'Als ik denk aan stromen, zie ik beweging. Betrek ik het op mijn vakgebied dan zie ik stromen van materialen zoals hout, beton, papier en karton, plastics, metalen, mineralen en etensresten die verplaatst worden. Onmisbaar voor een circulaire economie, waarin we streven naar het sluiten van deze stromen. Dat betekent het terugwinnen van materialen, zodat we deze opnieuw kunnen gebruiken en minder nieuw hoeven te produceren. Voor het bereiken van die materialenkringloop zijn drie zaken cruciaal: geen lekkages in het systeem, de materialen moeten de juiste kant op stromen en ze moeten zo “schoon” mogelijk worden ingezameld. Hoe schoner het materiaal, hoe hoogwaardiger deze gerecycled kan worden.

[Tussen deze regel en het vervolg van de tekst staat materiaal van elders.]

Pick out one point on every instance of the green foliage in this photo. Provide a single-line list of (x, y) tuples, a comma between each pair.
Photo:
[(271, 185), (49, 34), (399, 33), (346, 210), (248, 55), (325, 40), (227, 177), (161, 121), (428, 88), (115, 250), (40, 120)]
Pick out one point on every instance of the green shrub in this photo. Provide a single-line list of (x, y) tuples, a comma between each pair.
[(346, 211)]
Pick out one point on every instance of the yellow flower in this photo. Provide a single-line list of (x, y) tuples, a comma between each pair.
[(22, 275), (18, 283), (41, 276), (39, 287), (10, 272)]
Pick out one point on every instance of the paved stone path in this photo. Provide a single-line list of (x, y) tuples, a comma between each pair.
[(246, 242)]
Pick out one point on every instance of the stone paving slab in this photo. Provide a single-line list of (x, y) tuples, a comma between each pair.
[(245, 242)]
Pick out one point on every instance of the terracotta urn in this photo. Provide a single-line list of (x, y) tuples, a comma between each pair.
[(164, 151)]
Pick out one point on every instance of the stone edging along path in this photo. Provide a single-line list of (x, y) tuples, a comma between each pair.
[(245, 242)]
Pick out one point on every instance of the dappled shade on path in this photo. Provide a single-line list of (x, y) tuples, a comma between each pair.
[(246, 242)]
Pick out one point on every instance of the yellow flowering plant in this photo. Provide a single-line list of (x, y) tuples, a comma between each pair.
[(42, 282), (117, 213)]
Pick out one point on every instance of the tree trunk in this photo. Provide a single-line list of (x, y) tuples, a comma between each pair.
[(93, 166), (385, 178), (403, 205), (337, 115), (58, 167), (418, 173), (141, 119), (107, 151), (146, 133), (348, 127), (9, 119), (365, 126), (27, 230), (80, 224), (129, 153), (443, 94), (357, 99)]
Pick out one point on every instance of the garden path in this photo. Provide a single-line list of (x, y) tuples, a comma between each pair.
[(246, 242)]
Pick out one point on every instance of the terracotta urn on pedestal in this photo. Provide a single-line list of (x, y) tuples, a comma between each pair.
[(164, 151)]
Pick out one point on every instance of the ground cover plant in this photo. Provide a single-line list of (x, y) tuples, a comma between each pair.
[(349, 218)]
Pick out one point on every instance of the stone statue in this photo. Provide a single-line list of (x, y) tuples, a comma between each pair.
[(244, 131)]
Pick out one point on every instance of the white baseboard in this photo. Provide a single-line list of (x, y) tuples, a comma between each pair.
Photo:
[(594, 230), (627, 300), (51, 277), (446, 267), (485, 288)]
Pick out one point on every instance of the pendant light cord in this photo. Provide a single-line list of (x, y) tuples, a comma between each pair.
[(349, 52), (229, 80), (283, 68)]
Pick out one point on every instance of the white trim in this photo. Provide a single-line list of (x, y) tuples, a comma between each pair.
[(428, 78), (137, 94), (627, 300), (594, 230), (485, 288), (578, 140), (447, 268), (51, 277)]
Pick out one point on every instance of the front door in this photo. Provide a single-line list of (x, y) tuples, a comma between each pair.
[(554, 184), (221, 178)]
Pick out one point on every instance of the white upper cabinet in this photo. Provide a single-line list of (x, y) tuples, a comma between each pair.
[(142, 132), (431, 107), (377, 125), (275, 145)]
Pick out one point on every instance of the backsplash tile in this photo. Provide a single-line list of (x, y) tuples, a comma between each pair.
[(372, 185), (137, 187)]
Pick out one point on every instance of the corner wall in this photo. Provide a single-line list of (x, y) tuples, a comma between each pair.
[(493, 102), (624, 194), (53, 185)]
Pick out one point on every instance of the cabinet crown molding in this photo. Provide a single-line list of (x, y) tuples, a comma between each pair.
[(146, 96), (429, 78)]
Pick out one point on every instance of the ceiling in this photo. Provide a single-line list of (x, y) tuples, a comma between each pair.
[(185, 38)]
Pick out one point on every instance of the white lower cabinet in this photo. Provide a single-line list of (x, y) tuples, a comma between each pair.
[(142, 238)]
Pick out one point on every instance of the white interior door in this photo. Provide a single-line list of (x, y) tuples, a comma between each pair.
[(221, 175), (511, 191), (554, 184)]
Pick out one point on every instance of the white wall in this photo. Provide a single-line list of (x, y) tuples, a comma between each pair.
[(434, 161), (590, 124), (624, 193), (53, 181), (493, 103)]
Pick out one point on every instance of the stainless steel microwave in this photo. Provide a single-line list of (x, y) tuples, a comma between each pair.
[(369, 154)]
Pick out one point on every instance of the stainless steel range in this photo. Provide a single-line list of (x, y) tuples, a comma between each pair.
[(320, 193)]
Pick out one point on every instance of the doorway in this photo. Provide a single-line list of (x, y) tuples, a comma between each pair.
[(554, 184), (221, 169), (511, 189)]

Maar hoe schoon is schoon? Dat varieert per stroom. Daarom is het essentieel dat we voor elke stroom weten hoe zuiver deze moet zijn om geschikt te zijn voor hergebruik. Papier mag niet nat, vies of vet zijn, omdat het dan de benodigde structuur verliest om er nieuw karton van te maken. Voor plastics geldt dat er zoveel verschillende soorten zijn, van folieverpakkingen tot harde kunststoffen, dat je die vrijwel allemaal uit elkaar moet halen of scheiden om te zorgen dat je ze ook daadwerkelijk weer kan opzuiveren tot een kwaliteit waarmee ze weer inzetbaar zijn. Hiermee voorkomen we niet alleen energie- en milieubelasting door de delving en productie van nieuwe grondstoffen (veelal afkomstig uit fossiele bronnen), maar verminderen we ook wereldwijde goederenbewegingen uit landen als Verenigde Staten en China.
Het is niet alleen belangrijk maar ook noodzakelijk om helder te krijgen wat onze standaarden zijn voor secundaire grondstoffen. Zonder standaarden gaan we de nationale doelen voor de helft minder gebruik van nieuwe grondstoffen in 2030 en een circulaire economie in Nederland in 2050 niet halen.